The Civil Rights Division of the Department of Justice (DOJ) recently issued a series of “dos” and “don’ts” for employers audited by Immigration and Customs Enforcement (ICE). These self-described best practices focus on steps employers should take to avoid charges of discrimination when faced with I-9 audits.
The “dos” include developing a transparent process for interacting with employees during the audit, particularly those identified by ICE as having deficient I-9 forms or suspect identity and/or work authorization. The DOJ recommends that employers communicate in writing with these employees to notify them of the audit and to describe the specific basis for the deficiency or discrepancy and what information or documents are needed. The DOJ also recommends employers explain that the information or documents sought are in response to the audit and provide employees with a “reasonable” (but unspecified) amount of time to respond. If workers are represented by a union, the DOJ advises that employers inform the union about the audit and investigate whether a collective bargaining agreement triggers any obligations (e.g., to ensure that any adverse employment action taken as a result of the I-9 audit is in compliance with procedures and due process set forth in the agreement).

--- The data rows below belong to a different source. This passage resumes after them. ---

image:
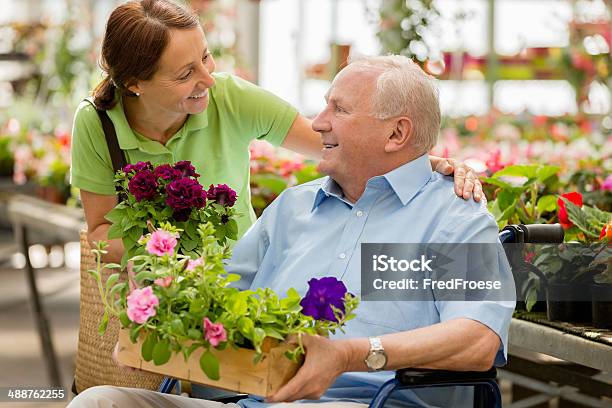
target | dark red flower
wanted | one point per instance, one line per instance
(167, 172)
(185, 194)
(186, 169)
(222, 194)
(574, 198)
(143, 186)
(137, 167)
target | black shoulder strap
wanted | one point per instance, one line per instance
(117, 156)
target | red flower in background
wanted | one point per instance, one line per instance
(574, 198)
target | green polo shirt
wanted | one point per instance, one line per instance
(216, 141)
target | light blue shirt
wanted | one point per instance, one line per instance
(311, 230)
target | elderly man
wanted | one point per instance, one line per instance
(381, 119)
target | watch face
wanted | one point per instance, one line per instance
(376, 361)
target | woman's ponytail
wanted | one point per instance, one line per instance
(104, 94)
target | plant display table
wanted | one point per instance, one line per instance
(585, 351)
(32, 217)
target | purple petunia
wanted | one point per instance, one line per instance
(186, 169)
(137, 167)
(183, 195)
(167, 172)
(221, 194)
(143, 186)
(322, 294)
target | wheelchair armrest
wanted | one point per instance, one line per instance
(419, 377)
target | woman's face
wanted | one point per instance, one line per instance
(180, 84)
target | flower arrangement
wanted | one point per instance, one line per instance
(180, 304)
(273, 171)
(154, 195)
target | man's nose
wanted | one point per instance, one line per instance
(320, 123)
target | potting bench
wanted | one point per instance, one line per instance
(33, 221)
(559, 360)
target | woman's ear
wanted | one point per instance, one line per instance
(134, 87)
(401, 133)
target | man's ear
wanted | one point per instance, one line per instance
(402, 131)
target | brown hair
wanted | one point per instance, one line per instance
(136, 35)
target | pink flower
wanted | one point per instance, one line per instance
(161, 243)
(191, 265)
(163, 282)
(607, 184)
(142, 304)
(214, 332)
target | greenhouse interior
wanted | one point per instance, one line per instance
(142, 270)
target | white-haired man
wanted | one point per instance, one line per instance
(382, 117)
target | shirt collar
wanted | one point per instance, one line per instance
(128, 139)
(408, 179)
(405, 181)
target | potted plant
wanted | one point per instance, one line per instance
(601, 289)
(523, 194)
(154, 195)
(569, 269)
(183, 318)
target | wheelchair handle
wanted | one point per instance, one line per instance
(537, 233)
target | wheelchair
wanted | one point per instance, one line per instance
(486, 390)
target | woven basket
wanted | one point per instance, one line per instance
(94, 362)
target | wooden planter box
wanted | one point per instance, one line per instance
(237, 371)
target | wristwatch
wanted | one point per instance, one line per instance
(376, 359)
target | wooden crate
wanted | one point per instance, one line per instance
(237, 371)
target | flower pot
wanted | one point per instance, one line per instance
(563, 304)
(601, 295)
(237, 371)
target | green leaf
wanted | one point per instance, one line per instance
(597, 215)
(194, 334)
(103, 324)
(579, 218)
(239, 306)
(545, 172)
(503, 184)
(110, 282)
(529, 171)
(161, 352)
(124, 319)
(273, 183)
(116, 215)
(246, 326)
(115, 231)
(547, 203)
(270, 332)
(197, 306)
(134, 332)
(210, 365)
(147, 347)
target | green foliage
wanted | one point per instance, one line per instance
(207, 291)
(523, 194)
(403, 25)
(132, 219)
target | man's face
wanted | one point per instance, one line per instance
(353, 139)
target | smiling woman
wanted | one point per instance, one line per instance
(166, 104)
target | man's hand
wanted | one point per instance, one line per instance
(325, 360)
(466, 181)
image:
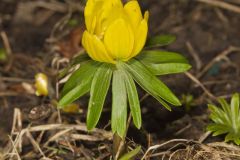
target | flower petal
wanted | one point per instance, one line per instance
(133, 11)
(119, 39)
(95, 48)
(140, 37)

In addition, the DOJ offers several “don’ts” – each of which could lead to charges of employment discrimination. In particular, the DOJ advises that employers avoid singling out employees solely because they “look or sound foreign,” or based on assumptions about their work authorization (e.g., selectively scrutinizing the I-9 forms of employees of a particular race or national origin). Other “don’ts” include suspending or terminating employees without providing them a reasonable opportunity to comply, as well as either limiting the range of permissible I-9 documents or requiring more information or documents than required by ICE.
The DOJ’s guidance comes in the midst of an unprecedented uptick in I-9 audits by ICE.